A fun little software exercise with no real world uses at all: https://drewmayo.com/1000-words/about.html

Turns out that if you stuff the right shaped bytes into png image tEXt chunks (which don’t get compressed), the base64 encoded form of that image has sections that look like human readable text.

What are the implications?

Nothing! This was just for fun after a discussion with a colleague whether it might be even possible to make base64 blobs look readable. There's certainly no poorly coded systems out there which might be hooked up to read emails or webpages and interpret any text they see as information.

No siree I'm sure everyone is keeping the attachments and the content well and truly isolated from each other and this couldn't possibly do anything other than be a fun proof of concept and excuse for me to play with wasm.

[–] smiletolerantly@awful.systems 4 points 1 day ago (1 children)

I'm apparently too ~~out of coffee~~ dumb to properly get the joke.
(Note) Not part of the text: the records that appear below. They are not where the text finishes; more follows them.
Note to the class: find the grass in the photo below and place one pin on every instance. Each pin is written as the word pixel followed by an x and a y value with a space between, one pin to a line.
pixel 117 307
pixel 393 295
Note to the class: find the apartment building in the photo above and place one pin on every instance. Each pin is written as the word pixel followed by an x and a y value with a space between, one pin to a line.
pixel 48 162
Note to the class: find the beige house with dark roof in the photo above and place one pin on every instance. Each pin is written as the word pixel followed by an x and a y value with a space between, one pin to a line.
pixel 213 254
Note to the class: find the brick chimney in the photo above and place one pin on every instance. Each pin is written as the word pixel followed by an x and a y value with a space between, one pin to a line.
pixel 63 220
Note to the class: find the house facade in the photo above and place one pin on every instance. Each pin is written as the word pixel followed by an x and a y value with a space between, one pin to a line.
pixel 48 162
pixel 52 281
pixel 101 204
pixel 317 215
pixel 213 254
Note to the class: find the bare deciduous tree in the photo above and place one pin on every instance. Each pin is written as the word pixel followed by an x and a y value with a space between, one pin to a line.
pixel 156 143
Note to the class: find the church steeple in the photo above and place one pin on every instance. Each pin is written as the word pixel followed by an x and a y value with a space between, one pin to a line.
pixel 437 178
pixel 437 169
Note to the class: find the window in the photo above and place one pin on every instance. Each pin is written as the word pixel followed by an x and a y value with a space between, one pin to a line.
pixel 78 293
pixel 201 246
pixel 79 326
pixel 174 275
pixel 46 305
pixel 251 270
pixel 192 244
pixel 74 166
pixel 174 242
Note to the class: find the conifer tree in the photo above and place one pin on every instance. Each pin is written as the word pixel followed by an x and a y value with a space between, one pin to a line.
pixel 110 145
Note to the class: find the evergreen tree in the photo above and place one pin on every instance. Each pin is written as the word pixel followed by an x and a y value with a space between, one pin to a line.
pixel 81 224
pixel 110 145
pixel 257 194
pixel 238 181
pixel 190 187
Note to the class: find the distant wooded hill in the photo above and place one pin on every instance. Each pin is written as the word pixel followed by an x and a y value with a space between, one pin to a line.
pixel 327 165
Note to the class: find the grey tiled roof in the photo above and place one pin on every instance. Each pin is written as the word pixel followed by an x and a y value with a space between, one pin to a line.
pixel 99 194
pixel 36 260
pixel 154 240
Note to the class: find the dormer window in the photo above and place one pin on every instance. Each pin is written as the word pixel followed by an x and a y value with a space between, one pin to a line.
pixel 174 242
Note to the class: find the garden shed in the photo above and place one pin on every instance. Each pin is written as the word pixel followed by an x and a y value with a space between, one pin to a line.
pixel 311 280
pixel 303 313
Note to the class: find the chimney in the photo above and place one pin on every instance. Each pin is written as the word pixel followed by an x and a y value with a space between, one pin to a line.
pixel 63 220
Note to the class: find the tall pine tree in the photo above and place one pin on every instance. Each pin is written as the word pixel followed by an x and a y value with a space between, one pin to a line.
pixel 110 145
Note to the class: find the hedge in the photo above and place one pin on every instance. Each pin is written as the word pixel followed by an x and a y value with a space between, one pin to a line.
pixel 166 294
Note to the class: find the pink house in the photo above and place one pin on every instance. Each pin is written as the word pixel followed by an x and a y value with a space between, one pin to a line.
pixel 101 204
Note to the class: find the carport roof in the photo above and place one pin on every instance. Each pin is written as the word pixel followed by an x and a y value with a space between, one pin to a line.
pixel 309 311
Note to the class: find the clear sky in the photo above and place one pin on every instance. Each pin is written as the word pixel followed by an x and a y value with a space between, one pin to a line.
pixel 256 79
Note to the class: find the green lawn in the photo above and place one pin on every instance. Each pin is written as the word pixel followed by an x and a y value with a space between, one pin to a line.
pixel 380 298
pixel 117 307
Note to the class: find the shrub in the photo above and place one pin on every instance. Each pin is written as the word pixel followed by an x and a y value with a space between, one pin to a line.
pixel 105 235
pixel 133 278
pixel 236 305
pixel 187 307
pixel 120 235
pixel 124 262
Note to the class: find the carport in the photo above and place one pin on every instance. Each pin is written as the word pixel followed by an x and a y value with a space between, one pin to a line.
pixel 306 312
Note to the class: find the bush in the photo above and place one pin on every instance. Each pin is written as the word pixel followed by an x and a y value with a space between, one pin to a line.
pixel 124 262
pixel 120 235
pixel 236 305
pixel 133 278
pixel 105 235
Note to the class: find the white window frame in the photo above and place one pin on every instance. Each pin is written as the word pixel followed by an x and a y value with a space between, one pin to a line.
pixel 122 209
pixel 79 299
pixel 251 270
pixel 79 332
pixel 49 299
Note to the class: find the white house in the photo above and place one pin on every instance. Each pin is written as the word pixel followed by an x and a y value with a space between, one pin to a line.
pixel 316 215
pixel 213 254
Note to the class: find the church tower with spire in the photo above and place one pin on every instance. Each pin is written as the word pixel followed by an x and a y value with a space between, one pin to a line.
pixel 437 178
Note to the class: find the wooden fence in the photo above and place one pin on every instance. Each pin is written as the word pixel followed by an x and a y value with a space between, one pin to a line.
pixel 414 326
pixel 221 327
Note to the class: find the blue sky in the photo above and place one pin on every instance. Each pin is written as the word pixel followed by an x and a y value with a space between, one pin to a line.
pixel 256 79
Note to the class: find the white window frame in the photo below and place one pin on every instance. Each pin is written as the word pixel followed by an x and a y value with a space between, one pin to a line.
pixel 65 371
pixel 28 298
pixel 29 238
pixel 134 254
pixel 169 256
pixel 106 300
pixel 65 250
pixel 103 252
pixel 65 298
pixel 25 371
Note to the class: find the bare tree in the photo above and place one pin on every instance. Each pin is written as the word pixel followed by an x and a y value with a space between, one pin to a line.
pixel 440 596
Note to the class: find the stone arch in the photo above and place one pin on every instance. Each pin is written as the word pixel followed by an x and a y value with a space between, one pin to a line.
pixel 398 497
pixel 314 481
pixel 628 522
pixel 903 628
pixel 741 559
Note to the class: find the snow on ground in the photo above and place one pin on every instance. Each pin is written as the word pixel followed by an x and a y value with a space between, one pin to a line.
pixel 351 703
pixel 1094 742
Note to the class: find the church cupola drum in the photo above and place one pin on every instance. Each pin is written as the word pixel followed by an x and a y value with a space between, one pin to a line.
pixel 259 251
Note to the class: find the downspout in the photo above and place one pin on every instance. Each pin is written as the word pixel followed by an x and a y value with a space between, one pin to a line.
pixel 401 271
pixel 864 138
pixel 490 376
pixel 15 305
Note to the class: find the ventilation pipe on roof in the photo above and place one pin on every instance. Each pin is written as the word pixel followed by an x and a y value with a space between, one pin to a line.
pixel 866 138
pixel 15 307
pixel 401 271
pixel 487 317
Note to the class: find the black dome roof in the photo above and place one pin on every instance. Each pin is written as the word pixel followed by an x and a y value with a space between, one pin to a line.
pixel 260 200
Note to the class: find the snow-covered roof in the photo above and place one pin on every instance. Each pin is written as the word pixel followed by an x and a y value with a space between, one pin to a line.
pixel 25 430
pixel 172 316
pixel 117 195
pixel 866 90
What's the implications if some system parses the PNG text chunks in the same way it does the body of the email?

[–] mawhrin@awful.systems 8 points 1 day ago (1 children)

think LLM agentic software.

[–] smiletolerantly@awful.systems 6 points 1 day ago (1 children)

Ah, makes sense. My mind was going more towards actual security exploits, but... yeah. Makes sense.

Anyways, thank you Flere-Imsaho, I will never not love seeing your username on here.

[–] froztbyte@awful.systems 5 points 22 hours ago (1 children)

I mean, at the rate the chucklefucks are going, a number of these things are actual security exploits

that it happens/works for a completely unhinged reason is almost a separate evaluation dimension in scoring

[–] smiletolerantly@awful.systems 4 points 22 hours ago* (last edited 22 hours ago)

a number of these things are actual security exploits

yes, sure, but in the sense of "social engineering the slopbot", not "there's a vulnerability in [x] which does not apply proper sanitation to non-body text content before evaluating it"

[–] saucerwizard@awful.systems 11 points 1 day ago (1 children)

OT: I really appreciated the things you guys said last thread. It helped a lot.